令和6年11月、当院でもこのワクチン「アブリスボ」の接種を始めることに致しましたので、今回は当院での接種の流れなどについて説明します。

RSウイルス感染の赤ちゃんの30%が重症化!
乳幼児が感染した場合、約70%は発熱、鼻汁といった感冒症状が数日みられるだけで、快方に向かうといわれています。
しかし、約30%の乳幼児は気管支炎や肺炎を引き起こし、強い咳や呼吸困難など、重症化するとの報告があります。
特に、生後6か月の赤ちゃんは重症化リスクが高いため、生まれた赤ちゃんに直接抗体(RSウイルス攻撃の武器)を投与するか、母体にワクチンを接種して、お母さんに抗体を作ってもらい、その抗体を胎盤・臍帯を通じて生まれる前の赤ちゃんに送り届けることが勧められています。
当院では、後者の方法で、生まれた後の赤ちゃんを守ろうと考えています。

「アブリスボ」接種の対象と方法
接種対象は妊娠24週から36週とされていますが、妊娠28週から36週に接種された場合、有効性がより高くなるそうです。また、接種から抗体が十分に作られるまで約2週間かかることから、妊娠37週で生まれた正期産の赤ちゃんにも対応できるように、妊娠35週までには接種することが望ましい、とおっしゃる先生もいらっしゃいます。
したがって、当院では妊娠26週頃の妊婦健診でお母さんに説明し、妊娠28週から34-35週頃に、ご予約頂いた上で接種されるようお勧めしております。
接種方法は、0.5mlのワクチンを上腕の筋肉内に注射します。
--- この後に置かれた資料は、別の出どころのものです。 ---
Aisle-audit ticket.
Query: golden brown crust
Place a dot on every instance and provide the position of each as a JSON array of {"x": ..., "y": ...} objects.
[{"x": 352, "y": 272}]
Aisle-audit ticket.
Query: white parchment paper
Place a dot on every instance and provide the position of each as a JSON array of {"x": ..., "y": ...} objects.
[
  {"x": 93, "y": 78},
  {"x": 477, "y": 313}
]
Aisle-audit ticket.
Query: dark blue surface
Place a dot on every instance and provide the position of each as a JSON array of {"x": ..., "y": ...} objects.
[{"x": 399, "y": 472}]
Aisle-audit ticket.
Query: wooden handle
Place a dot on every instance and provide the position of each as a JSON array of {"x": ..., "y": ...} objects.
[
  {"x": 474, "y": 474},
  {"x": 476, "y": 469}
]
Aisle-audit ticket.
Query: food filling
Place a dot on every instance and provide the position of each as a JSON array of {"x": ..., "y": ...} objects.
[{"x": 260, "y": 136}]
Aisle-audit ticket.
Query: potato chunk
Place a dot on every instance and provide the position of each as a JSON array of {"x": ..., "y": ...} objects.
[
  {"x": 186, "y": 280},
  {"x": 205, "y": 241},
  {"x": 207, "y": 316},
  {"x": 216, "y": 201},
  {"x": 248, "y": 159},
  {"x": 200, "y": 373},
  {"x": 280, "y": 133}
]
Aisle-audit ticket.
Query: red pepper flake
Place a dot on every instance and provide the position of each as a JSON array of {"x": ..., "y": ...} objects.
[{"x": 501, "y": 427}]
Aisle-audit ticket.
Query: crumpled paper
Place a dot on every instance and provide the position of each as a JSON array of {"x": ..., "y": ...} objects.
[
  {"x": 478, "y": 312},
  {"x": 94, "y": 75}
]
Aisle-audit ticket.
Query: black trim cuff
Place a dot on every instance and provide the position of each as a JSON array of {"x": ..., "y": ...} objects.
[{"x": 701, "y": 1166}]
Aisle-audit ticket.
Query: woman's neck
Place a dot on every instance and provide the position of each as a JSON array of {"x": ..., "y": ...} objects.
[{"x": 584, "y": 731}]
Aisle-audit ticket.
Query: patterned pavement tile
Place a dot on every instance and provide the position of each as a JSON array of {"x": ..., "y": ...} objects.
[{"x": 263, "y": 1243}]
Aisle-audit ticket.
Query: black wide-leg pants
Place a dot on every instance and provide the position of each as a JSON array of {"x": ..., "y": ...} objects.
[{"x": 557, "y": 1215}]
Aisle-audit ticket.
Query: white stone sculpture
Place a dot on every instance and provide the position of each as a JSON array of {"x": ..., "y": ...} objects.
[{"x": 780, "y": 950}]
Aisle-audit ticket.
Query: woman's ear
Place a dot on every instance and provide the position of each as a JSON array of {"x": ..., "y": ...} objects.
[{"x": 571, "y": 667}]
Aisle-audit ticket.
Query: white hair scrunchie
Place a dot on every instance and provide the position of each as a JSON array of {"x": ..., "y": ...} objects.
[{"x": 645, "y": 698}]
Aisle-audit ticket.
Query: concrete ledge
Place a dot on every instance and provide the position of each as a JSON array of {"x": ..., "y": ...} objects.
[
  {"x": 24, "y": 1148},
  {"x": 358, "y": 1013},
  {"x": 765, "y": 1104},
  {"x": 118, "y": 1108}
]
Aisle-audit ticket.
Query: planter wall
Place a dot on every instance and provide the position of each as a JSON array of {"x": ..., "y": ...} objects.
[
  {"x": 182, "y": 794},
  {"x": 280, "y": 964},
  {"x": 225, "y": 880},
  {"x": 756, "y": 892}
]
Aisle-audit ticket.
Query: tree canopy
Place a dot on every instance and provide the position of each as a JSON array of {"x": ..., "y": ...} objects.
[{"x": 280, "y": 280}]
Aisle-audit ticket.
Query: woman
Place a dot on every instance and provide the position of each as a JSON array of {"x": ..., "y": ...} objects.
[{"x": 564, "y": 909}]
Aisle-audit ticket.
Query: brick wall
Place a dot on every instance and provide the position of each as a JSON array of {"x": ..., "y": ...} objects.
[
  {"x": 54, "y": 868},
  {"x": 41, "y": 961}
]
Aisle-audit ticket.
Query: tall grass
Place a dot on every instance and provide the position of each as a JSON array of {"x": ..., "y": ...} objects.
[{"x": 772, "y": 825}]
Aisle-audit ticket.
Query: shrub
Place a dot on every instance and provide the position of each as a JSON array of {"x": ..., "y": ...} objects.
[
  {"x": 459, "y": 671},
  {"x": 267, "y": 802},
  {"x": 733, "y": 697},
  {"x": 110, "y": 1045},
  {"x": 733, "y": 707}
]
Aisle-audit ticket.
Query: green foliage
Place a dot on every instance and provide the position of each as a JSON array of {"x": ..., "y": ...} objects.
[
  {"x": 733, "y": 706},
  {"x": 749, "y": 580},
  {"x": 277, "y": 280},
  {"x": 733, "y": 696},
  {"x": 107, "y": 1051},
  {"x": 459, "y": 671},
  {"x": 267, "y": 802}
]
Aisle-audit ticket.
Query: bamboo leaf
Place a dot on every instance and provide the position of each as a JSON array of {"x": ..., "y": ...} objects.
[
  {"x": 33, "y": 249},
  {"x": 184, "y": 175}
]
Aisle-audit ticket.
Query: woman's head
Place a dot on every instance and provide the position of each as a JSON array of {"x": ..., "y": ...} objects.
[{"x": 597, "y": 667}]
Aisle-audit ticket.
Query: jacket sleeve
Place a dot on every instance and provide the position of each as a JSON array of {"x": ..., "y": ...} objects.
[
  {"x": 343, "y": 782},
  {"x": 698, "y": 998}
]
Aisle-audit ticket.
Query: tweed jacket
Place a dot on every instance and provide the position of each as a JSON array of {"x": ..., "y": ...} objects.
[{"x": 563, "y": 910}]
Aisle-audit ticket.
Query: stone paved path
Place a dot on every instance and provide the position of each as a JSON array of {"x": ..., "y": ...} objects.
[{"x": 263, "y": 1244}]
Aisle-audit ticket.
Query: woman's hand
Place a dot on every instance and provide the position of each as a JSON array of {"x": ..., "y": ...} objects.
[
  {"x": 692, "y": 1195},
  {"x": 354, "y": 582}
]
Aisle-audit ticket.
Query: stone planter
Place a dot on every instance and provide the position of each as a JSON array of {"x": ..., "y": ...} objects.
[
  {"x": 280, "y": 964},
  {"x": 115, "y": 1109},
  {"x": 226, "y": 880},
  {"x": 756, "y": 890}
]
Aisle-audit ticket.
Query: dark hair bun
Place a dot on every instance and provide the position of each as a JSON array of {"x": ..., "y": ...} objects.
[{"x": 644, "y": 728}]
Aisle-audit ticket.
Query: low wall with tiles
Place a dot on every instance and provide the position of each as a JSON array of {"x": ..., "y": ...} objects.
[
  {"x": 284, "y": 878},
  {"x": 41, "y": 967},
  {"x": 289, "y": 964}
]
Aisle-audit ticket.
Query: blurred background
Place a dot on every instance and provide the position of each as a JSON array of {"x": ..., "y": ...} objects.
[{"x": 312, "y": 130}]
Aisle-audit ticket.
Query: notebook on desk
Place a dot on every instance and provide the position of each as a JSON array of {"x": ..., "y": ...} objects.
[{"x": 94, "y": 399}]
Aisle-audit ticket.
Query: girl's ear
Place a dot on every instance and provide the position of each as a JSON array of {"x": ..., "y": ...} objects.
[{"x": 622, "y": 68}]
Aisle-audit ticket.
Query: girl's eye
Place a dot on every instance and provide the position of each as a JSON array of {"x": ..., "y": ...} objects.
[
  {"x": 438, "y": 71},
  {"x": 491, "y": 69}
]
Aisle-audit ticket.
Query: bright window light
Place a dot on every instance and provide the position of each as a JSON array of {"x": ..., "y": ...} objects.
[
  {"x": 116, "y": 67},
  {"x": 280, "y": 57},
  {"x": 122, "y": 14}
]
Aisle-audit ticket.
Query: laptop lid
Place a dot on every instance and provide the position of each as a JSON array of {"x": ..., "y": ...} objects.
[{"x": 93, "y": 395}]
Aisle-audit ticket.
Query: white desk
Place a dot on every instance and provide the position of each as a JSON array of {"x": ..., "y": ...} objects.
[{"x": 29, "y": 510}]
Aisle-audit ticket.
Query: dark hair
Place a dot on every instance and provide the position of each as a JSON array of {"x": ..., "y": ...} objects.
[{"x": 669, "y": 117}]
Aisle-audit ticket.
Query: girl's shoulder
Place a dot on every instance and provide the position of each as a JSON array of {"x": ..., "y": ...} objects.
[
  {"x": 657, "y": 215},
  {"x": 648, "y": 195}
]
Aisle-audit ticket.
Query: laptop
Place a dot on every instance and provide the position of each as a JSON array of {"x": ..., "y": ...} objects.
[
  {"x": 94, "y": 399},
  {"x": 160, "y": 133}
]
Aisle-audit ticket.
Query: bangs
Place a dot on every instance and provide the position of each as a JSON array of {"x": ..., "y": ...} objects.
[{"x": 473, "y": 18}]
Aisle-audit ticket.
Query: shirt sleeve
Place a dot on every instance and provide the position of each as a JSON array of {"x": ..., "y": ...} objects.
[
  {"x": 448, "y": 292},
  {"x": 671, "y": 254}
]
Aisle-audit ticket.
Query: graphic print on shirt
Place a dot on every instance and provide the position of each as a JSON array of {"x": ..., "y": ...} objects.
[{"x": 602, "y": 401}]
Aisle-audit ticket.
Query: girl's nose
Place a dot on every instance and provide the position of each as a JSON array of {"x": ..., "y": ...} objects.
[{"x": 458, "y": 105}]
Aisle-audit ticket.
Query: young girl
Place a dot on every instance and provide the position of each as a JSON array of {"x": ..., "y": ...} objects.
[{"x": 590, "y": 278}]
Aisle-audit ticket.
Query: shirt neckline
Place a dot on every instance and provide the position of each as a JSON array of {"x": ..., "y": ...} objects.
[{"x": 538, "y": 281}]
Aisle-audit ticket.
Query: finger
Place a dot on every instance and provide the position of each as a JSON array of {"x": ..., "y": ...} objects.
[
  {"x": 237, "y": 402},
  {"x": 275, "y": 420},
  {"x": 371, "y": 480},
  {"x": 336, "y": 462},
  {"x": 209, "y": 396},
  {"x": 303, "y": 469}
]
接種後30分は待合室で休んで頂き、問題ないことを確認した後にお帰り頂きます。

当院での「アブリスボ」接種費用
原則として完全予約制で、妊婦健診時に接種して頂きますが、健診日以外での接種をご希望の方、健診は他院で行っている妊婦さんで接種のみ当院でご希望の方にも対応しています。
〇当院通院中、妊婦健診時に接種:33,000円(税込)
〇当院通院中、妊婦健診日以外の接種:34,100円(税込)
〇他院通院中、接種のみ希望:36,900円(税込)

赤ちゃんは生後約6か月の間、自分のからだの中で十分な抗体を作ることができず、免疫機能が未熟であることが知られています。
その一方で、お母さんが持っている抗体の一部は胎盤を通過し、臍帯を通って胎児に移行します。
生まれた瞬間から免疫力を発揮するRSウイルス抗体は、お母さんから赤ちゃんへの “(母乳よりも早い)生まれて初めてのプレゼント”かもしれません。